Endlich kann die Askforce längst Überfälliges klären. Den Steilpass dazu gibt uns Frau A. Z., unsere sehr treue Fragestellerin: «Warum heisst die Darmflora Darmflora? Und wie kommt es, dass der originelle Name bis heute verwendet wird?»
Die Askforce mit ihrer ausgeprägten Fähigkeit, die eigentliche Frage hinter der vordergründigen zu erkennen, war angesichts dieses Briefs verunsichert. Will A. Z. den Begriff Darmflora ächten und stattdessen das politisch und wissenschaftlich korrekte intestinale Mikrobiota durchsetzen, das so korrekt ist, das im Alltag aber niemand versteht? Oder findet sie den Begriff Darmflora sexistisch, weil hier die römische Göttin der Blüte – die Flora eben – in den dunklen Hades des Gedärms verbannt wird? Oder gibt es gar religiöse Bedenken? Wir wissen es nicht. Wir wissen nur: Es ist höchste Zeit, den Terminus Darmflora leidenschaftlich zu verteidigen. Er steht für die blühende Poesie der eigenen Innereien.
Streng wissenschaftlich liesse sich der Begriff als Irrtum strafen. Die auf der Darmoberfläche angesiedelten Mikroorganismen wurden in den Anfängen der Darmforschung als dem Pflanzenreich zugehörig betrachtet. Darum Flora. Insgesamt ist der Name aber ein Geschenk an die der deutschen Sprache Mächtigen. Gut, die Schweden (tarmfloran), die Norweger und die Dänen (beide tarmflora) und ein paar andere mehr gesellen sich dazu. In den meisten anderen Sprachen hingegen wird die Darmflora zum intestinalen Irgendetwas. So, nun appellieren wir!

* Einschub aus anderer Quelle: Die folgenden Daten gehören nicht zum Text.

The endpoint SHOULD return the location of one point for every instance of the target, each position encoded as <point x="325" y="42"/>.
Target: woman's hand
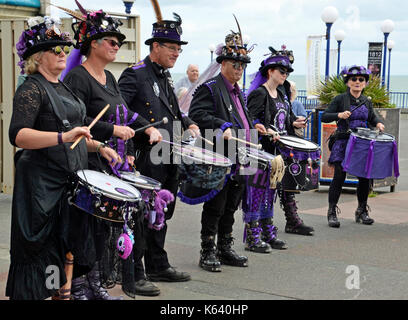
<point x="194" y="130"/>
<point x="344" y="115"/>
<point x="110" y="155"/>
<point x="154" y="134"/>
<point x="74" y="134"/>
<point x="123" y="132"/>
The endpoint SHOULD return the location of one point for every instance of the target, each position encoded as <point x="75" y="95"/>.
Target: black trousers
<point x="336" y="186"/>
<point x="152" y="248"/>
<point x="218" y="213"/>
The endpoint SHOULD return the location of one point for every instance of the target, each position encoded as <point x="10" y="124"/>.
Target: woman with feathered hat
<point x="46" y="234"/>
<point x="269" y="104"/>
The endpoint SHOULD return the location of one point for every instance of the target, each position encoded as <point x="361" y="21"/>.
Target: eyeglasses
<point x="283" y="72"/>
<point x="236" y="64"/>
<point x="172" y="49"/>
<point x="354" y="79"/>
<point x="113" y="43"/>
<point x="58" y="50"/>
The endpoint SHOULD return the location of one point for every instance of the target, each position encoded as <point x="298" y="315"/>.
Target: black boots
<point x="293" y="222"/>
<point x="226" y="254"/>
<point x="253" y="241"/>
<point x="208" y="258"/>
<point x="362" y="214"/>
<point x="269" y="234"/>
<point x="96" y="291"/>
<point x="332" y="215"/>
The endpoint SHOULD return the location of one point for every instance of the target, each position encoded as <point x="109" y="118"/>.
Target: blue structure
<point x="22" y="3"/>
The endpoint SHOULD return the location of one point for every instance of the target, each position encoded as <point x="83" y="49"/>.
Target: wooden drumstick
<point x="258" y="146"/>
<point x="91" y="125"/>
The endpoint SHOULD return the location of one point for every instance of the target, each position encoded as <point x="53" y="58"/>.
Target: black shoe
<point x="362" y="214"/>
<point x="169" y="275"/>
<point x="253" y="240"/>
<point x="332" y="214"/>
<point x="208" y="259"/>
<point x="141" y="287"/>
<point x="227" y="255"/>
<point x="270" y="234"/>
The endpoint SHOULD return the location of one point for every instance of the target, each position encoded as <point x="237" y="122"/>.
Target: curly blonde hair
<point x="31" y="63"/>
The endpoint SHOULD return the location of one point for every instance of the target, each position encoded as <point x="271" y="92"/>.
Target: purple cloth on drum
<point x="370" y="159"/>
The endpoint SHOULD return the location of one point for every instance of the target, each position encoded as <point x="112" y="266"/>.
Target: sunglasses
<point x="236" y="65"/>
<point x="113" y="43"/>
<point x="354" y="79"/>
<point x="58" y="50"/>
<point x="283" y="72"/>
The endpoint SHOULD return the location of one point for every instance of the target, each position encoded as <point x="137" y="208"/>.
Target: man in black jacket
<point x="147" y="88"/>
<point x="219" y="104"/>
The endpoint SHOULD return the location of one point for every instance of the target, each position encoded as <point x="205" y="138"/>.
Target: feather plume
<point x="239" y="30"/>
<point x="81" y="8"/>
<point x="157" y="10"/>
<point x="71" y="13"/>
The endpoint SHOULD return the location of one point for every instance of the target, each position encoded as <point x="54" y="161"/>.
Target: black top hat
<point x="43" y="33"/>
<point x="167" y="31"/>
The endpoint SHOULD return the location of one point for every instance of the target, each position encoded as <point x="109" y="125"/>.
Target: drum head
<point x="368" y="134"/>
<point x="191" y="154"/>
<point x="140" y="181"/>
<point x="109" y="186"/>
<point x="298" y="143"/>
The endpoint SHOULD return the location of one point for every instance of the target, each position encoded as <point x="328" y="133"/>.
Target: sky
<point x="271" y="23"/>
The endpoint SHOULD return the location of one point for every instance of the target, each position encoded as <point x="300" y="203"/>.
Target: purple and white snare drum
<point x="202" y="172"/>
<point x="153" y="196"/>
<point x="104" y="196"/>
<point x="371" y="155"/>
<point x="301" y="158"/>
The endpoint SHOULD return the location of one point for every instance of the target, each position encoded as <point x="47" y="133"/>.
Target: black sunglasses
<point x="354" y="79"/>
<point x="113" y="43"/>
<point x="283" y="71"/>
<point x="58" y="50"/>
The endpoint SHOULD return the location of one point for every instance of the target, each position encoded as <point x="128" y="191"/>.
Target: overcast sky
<point x="272" y="23"/>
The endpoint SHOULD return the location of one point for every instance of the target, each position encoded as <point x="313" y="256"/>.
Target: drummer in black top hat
<point x="147" y="88"/>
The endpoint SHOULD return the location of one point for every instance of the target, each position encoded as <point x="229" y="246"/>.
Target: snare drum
<point x="202" y="172"/>
<point x="371" y="155"/>
<point x="104" y="196"/>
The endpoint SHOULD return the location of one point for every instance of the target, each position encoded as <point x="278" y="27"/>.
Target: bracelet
<point x="60" y="138"/>
<point x="100" y="145"/>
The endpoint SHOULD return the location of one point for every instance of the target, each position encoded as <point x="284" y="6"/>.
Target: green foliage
<point x="335" y="86"/>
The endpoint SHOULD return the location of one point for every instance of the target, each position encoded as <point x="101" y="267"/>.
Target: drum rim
<point x="107" y="193"/>
<point x="317" y="147"/>
<point x="136" y="184"/>
<point x="201" y="161"/>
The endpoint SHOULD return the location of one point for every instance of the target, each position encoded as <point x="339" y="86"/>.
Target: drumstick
<point x="91" y="125"/>
<point x="258" y="146"/>
<point x="206" y="140"/>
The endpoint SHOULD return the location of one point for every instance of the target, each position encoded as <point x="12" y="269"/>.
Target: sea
<point x="398" y="83"/>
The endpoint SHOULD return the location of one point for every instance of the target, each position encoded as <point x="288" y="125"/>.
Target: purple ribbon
<point x="395" y="155"/>
<point x="350" y="148"/>
<point x="370" y="159"/>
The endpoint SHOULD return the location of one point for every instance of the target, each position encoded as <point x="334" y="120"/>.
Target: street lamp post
<point x="211" y="47"/>
<point x="391" y="45"/>
<point x="339" y="35"/>
<point x="245" y="39"/>
<point x="128" y="4"/>
<point x="329" y="16"/>
<point x="387" y="26"/>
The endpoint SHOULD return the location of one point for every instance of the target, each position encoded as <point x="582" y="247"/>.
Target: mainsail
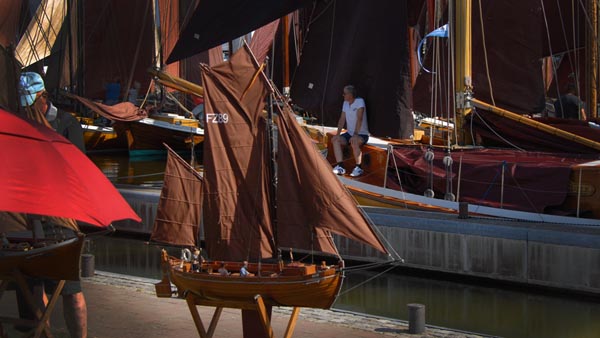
<point x="180" y="207"/>
<point x="236" y="203"/>
<point x="311" y="201"/>
<point x="38" y="40"/>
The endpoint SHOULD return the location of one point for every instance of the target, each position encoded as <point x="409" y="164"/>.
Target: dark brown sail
<point x="236" y="205"/>
<point x="262" y="40"/>
<point x="311" y="201"/>
<point x="180" y="206"/>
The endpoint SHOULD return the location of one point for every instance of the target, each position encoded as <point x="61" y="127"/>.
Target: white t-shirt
<point x="351" y="111"/>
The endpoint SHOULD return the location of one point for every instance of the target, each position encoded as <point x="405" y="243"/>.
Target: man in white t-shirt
<point x="354" y="115"/>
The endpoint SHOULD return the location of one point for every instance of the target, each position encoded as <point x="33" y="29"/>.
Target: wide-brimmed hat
<point x="31" y="83"/>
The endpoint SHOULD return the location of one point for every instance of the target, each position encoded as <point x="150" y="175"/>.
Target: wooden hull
<point x="103" y="138"/>
<point x="146" y="137"/>
<point x="314" y="290"/>
<point x="369" y="190"/>
<point x="56" y="261"/>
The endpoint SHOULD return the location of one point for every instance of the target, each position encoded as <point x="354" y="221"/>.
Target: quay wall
<point x="558" y="256"/>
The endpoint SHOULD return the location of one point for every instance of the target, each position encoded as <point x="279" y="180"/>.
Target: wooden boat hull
<point x="582" y="195"/>
<point x="56" y="261"/>
<point x="146" y="137"/>
<point x="103" y="138"/>
<point x="316" y="290"/>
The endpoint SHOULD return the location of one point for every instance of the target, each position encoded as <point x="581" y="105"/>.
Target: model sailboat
<point x="244" y="219"/>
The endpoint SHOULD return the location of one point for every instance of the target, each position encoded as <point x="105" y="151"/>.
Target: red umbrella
<point x="43" y="173"/>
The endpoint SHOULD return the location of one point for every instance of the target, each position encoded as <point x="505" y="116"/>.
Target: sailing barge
<point x="245" y="216"/>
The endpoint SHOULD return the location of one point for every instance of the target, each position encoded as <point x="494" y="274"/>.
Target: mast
<point x="157" y="45"/>
<point x="286" y="54"/>
<point x="591" y="65"/>
<point x="272" y="162"/>
<point x="461" y="37"/>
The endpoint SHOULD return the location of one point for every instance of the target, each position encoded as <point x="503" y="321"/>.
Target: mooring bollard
<point x="463" y="210"/>
<point x="416" y="318"/>
<point x="87" y="265"/>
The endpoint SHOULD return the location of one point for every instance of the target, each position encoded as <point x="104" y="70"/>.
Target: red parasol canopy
<point x="43" y="173"/>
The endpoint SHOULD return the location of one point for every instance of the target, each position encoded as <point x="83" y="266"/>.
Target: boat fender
<point x="448" y="161"/>
<point x="429" y="156"/>
<point x="186" y="255"/>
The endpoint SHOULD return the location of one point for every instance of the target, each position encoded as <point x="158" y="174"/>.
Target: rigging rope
<point x="328" y="62"/>
<point x="474" y="112"/>
<point x="487" y="68"/>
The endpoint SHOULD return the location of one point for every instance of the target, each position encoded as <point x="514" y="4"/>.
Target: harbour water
<point x="468" y="307"/>
<point x="477" y="308"/>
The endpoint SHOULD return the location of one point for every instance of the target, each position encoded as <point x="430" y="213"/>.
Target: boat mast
<point x="272" y="149"/>
<point x="157" y="45"/>
<point x="591" y="65"/>
<point x="286" y="55"/>
<point x="461" y="37"/>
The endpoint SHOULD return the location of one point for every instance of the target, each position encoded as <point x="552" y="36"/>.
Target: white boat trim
<point x="97" y="128"/>
<point x="473" y="208"/>
<point x="167" y="125"/>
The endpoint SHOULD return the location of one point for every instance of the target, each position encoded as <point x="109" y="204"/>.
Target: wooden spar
<point x="285" y="33"/>
<point x="461" y="37"/>
<point x="537" y="125"/>
<point x="591" y="55"/>
<point x="178" y="83"/>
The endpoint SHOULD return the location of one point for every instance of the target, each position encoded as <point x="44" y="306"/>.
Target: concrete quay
<point x="125" y="306"/>
<point x="559" y="256"/>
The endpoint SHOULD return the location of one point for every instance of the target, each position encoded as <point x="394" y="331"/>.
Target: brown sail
<point x="180" y="207"/>
<point x="236" y="204"/>
<point x="311" y="201"/>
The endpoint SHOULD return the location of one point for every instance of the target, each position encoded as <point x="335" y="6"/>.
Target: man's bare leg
<point x="75" y="313"/>
<point x="337" y="142"/>
<point x="356" y="142"/>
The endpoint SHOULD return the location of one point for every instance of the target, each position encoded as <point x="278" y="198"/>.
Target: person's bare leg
<point x="75" y="313"/>
<point x="337" y="142"/>
<point x="356" y="143"/>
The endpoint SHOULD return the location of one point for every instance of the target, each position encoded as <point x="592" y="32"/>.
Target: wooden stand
<point x="257" y="305"/>
<point x="40" y="324"/>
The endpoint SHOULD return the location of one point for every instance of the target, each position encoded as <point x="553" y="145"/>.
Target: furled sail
<point x="42" y="31"/>
<point x="262" y="40"/>
<point x="205" y="29"/>
<point x="236" y="204"/>
<point x="124" y="111"/>
<point x="311" y="201"/>
<point x="180" y="207"/>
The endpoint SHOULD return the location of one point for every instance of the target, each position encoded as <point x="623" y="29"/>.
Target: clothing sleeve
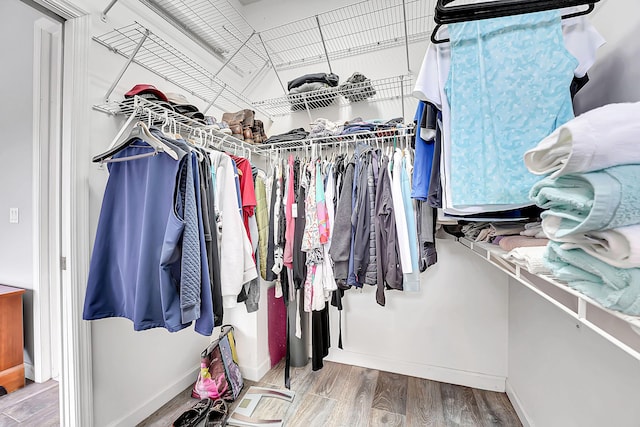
<point x="582" y="40"/>
<point x="427" y="86"/>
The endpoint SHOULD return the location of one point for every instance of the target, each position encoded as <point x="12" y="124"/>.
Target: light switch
<point x="13" y="216"/>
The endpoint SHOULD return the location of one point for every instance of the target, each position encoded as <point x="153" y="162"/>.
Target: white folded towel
<point x="598" y="139"/>
<point x="531" y="258"/>
<point x="619" y="247"/>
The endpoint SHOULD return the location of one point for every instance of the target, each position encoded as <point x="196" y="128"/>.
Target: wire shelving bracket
<point x="141" y="46"/>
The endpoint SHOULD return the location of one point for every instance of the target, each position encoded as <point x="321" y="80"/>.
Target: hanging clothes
<point x="389" y="270"/>
<point x="341" y="242"/>
<point x="236" y="255"/>
<point x="262" y="218"/>
<point x="134" y="276"/>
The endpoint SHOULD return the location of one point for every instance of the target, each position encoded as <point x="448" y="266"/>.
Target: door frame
<point x="47" y="115"/>
<point x="76" y="386"/>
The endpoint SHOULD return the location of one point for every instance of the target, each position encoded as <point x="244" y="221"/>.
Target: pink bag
<point x="219" y="376"/>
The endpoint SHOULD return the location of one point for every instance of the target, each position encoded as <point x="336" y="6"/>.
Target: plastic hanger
<point x="140" y="131"/>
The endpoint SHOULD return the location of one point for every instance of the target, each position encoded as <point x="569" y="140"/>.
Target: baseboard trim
<point x="151" y="405"/>
<point x="29" y="372"/>
<point x="256" y="374"/>
<point x="517" y="405"/>
<point x="430" y="372"/>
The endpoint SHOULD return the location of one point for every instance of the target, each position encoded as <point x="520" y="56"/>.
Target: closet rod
<point x="498" y="8"/>
<point x="145" y="35"/>
<point x="448" y="15"/>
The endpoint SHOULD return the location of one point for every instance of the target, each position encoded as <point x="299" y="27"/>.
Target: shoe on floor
<point x="218" y="414"/>
<point x="193" y="416"/>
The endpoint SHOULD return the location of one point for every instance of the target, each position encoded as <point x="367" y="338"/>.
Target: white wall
<point x="564" y="376"/>
<point x="454" y="330"/>
<point x="16" y="162"/>
<point x="615" y="75"/>
<point x="135" y="373"/>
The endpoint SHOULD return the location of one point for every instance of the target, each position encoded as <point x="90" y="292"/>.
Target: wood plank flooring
<point x="350" y="396"/>
<point x="33" y="405"/>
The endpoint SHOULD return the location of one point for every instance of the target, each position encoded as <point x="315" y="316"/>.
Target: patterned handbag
<point x="219" y="376"/>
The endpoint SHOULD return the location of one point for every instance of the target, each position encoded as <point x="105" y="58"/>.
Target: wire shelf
<point x="345" y="94"/>
<point x="146" y="110"/>
<point x="380" y="136"/>
<point x="164" y="60"/>
<point x="359" y="28"/>
<point x="218" y="27"/>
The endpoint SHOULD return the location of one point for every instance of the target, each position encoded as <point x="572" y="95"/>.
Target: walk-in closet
<point x="375" y="212"/>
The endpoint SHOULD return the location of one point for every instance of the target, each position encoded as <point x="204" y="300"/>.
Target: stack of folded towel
<point x="593" y="201"/>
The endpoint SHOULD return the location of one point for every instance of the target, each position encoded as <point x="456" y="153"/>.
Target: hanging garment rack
<point x="494" y="9"/>
<point x="204" y="136"/>
<point x="395" y="137"/>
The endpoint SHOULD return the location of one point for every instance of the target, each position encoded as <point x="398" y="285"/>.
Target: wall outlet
<point x="13" y="216"/>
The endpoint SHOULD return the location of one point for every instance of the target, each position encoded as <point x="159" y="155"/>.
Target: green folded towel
<point x="599" y="200"/>
<point x="612" y="287"/>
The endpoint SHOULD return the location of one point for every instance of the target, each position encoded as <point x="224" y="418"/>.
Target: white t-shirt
<point x="582" y="40"/>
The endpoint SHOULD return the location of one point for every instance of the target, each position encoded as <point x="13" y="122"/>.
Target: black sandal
<point x="218" y="414"/>
<point x="193" y="416"/>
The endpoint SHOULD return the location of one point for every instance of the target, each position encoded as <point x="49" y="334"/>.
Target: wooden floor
<point x="341" y="395"/>
<point x="33" y="405"/>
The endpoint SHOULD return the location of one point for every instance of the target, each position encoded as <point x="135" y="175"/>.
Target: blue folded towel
<point x="599" y="200"/>
<point x="612" y="287"/>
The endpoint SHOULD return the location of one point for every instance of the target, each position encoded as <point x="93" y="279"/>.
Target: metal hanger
<point x="140" y="131"/>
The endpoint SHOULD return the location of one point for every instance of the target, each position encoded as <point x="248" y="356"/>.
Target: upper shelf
<point x="358" y="28"/>
<point x="373" y="90"/>
<point x="216" y="26"/>
<point x="166" y="61"/>
<point x="620" y="329"/>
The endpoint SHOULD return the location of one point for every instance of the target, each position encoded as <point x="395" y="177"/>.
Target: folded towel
<point x="509" y="243"/>
<point x="506" y="228"/>
<point x="531" y="258"/>
<point x="599" y="200"/>
<point x="619" y="247"/>
<point x="598" y="139"/>
<point x="534" y="229"/>
<point x="614" y="288"/>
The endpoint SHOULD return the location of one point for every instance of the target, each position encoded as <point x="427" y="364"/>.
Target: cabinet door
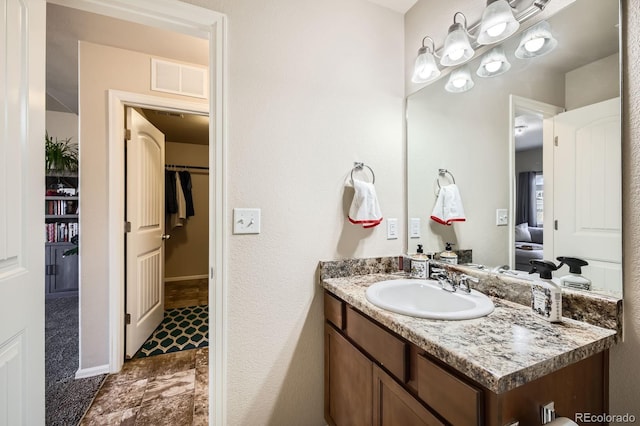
<point x="64" y="270"/>
<point x="392" y="405"/>
<point x="348" y="382"/>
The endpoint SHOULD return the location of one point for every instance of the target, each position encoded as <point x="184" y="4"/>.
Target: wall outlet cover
<point x="502" y="217"/>
<point x="414" y="228"/>
<point x="246" y="221"/>
<point x="392" y="229"/>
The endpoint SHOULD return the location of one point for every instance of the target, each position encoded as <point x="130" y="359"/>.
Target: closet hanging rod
<point x="183" y="166"/>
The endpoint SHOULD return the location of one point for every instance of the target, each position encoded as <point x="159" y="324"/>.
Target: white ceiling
<point x="401" y="6"/>
<point x="66" y="26"/>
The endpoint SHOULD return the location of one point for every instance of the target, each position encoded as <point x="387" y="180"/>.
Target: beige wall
<point x="624" y="379"/>
<point x="62" y="125"/>
<point x="313" y="86"/>
<point x="100" y="68"/>
<point x="466" y="133"/>
<point x="186" y="252"/>
<point x="625" y="375"/>
<point x="529" y="161"/>
<point x="601" y="77"/>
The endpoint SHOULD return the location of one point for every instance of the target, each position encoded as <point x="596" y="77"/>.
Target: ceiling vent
<point x="172" y="77"/>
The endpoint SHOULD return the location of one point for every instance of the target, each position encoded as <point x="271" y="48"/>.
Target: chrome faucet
<point x="451" y="282"/>
<point x="504" y="269"/>
<point x="463" y="282"/>
<point x="445" y="279"/>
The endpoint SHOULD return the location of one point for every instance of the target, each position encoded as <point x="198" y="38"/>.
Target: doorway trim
<point x="117" y="102"/>
<point x="178" y="16"/>
<point x="517" y="104"/>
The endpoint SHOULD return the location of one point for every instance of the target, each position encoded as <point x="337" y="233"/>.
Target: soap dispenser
<point x="575" y="278"/>
<point x="546" y="293"/>
<point x="420" y="264"/>
<point x="449" y="256"/>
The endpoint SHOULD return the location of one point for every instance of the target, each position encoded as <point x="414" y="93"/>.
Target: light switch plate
<point x="246" y="221"/>
<point x="392" y="229"/>
<point x="502" y="217"/>
<point x="414" y="228"/>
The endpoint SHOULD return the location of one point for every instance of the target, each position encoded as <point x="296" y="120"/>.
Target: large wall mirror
<point x="538" y="146"/>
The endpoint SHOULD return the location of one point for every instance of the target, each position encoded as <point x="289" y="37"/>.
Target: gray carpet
<point x="66" y="399"/>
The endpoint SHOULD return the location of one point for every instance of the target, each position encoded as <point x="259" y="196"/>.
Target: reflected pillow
<point x="522" y="233"/>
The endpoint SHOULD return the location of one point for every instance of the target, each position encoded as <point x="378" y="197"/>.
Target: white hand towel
<point x="365" y="209"/>
<point x="448" y="208"/>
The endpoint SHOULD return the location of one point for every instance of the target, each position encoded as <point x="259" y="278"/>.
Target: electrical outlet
<point x="246" y="221"/>
<point x="392" y="229"/>
<point x="502" y="217"/>
<point x="414" y="231"/>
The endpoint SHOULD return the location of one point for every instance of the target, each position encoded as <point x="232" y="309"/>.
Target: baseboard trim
<point x="83" y="373"/>
<point x="186" y="278"/>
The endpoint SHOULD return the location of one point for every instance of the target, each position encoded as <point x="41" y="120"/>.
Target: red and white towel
<point x="448" y="208"/>
<point x="365" y="209"/>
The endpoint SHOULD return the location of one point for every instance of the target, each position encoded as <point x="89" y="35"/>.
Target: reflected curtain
<point x="526" y="199"/>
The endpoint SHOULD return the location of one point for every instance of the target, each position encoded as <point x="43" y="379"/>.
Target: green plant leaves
<point x="60" y="155"/>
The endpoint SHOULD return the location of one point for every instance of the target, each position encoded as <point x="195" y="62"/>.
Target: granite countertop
<point x="501" y="351"/>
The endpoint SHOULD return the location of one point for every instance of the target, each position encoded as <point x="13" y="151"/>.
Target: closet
<point x="186" y="233"/>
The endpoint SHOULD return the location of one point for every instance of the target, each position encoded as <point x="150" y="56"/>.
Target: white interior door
<point x="145" y="244"/>
<point x="22" y="128"/>
<point x="587" y="182"/>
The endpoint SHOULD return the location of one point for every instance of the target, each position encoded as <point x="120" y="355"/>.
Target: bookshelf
<point x="61" y="211"/>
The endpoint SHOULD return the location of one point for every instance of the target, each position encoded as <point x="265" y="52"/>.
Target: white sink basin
<point x="426" y="299"/>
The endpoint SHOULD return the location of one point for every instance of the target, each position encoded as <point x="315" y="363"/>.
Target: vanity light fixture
<point x="457" y="48"/>
<point x="536" y="41"/>
<point x="493" y="63"/>
<point x="459" y="80"/>
<point x="425" y="68"/>
<point x="497" y="23"/>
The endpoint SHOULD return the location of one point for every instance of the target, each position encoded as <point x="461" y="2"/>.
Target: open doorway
<point x="528" y="175"/>
<point x="89" y="368"/>
<point x="180" y="234"/>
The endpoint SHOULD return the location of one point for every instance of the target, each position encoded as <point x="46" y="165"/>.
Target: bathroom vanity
<point x="387" y="368"/>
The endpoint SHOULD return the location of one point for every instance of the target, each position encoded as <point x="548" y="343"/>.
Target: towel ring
<point x="361" y="166"/>
<point x="442" y="172"/>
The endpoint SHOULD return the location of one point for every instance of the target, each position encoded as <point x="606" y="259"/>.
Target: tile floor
<point x="180" y="294"/>
<point x="170" y="389"/>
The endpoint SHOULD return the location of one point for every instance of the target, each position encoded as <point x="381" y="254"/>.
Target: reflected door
<point x="587" y="188"/>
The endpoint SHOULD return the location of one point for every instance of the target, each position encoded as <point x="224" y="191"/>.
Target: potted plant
<point x="61" y="156"/>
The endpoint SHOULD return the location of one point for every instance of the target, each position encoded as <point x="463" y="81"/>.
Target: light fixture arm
<point x="431" y="49"/>
<point x="461" y="25"/>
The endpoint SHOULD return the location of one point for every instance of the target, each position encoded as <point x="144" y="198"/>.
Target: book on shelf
<point x="61" y="232"/>
<point x="61" y="207"/>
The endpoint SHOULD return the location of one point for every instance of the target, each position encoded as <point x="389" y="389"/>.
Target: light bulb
<point x="459" y="83"/>
<point x="534" y="45"/>
<point x="456" y="54"/>
<point x="497" y="29"/>
<point x="492" y="67"/>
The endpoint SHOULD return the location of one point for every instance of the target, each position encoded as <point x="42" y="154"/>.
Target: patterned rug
<point x="181" y="329"/>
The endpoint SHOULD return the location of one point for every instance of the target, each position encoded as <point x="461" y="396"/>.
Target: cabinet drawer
<point x="458" y="402"/>
<point x="383" y="346"/>
<point x="334" y="310"/>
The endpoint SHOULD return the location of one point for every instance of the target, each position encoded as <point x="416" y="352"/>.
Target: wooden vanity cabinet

Die Darmflora also. Der Begriff ruft uns stets aufs Neue ihre Existenz und ihre Qualitäten in Erinnerung. Weil wir eine Darmflora haben, ist uns sicher, dass jede wahre Einkehr auf eine innere Blumenwiese führt (und nicht in einen sich kontraktierenden Verdauungstrakt). Alle Darmzotten schön ausgebreitet ergeben eine 35 Quadratmeter grosse, kontemplative innere Wiese, in die infiltriert, was Mutter Natur uns als Nahrung zuteilwerden lässt. Wir meinen: ein schönes Bild.
Verböte man die Darmflora und schriebe man vor, von intestinaler Mikrobiota zu reden, wäre die Poesie dahin. Wenn es heute im Gedärm rumpelt, wissen wir: Es ist das laue Blütenwindchen, das durch die Flora streicht. Entweicht es unserem Innersten, ist es ein würziger Gruss unserer blumigsten Seite. Das Gleiche wird bei jenen, die nur über eine intestinale Mikrobiota verfügen, rasch einmal zum ganz ordinären Stinkefurz.
Lasst uns also zusammenstehen und sie verteidigen, die Flora, diese weiblichste aller inneren Weiten im Manne. Sollten Sie, liebe Frau A. Z., gerade keinen Nächsten finden, der diesen Gedanken mit Ihnen zu teilen bereit ist, dann finden Sie wiederum Trost – in der Darmflora. Die Darmflora ist nämlich auch das Zuhause der Darmfauna, einer Gemeinde kleinster Krabbeldinger. Sie sind also nie allein. Sie sind einer ganzen Welt ein Zuhaus. Und weil Sie ohne die schöne, harmonische Wechselbeziehung zwischen Ihnen und der Ihre Flora bewohnenden Fauna nicht existieren könnten, gilt sogar: Solange sie leben, sind Sie selbst genau genommen viele.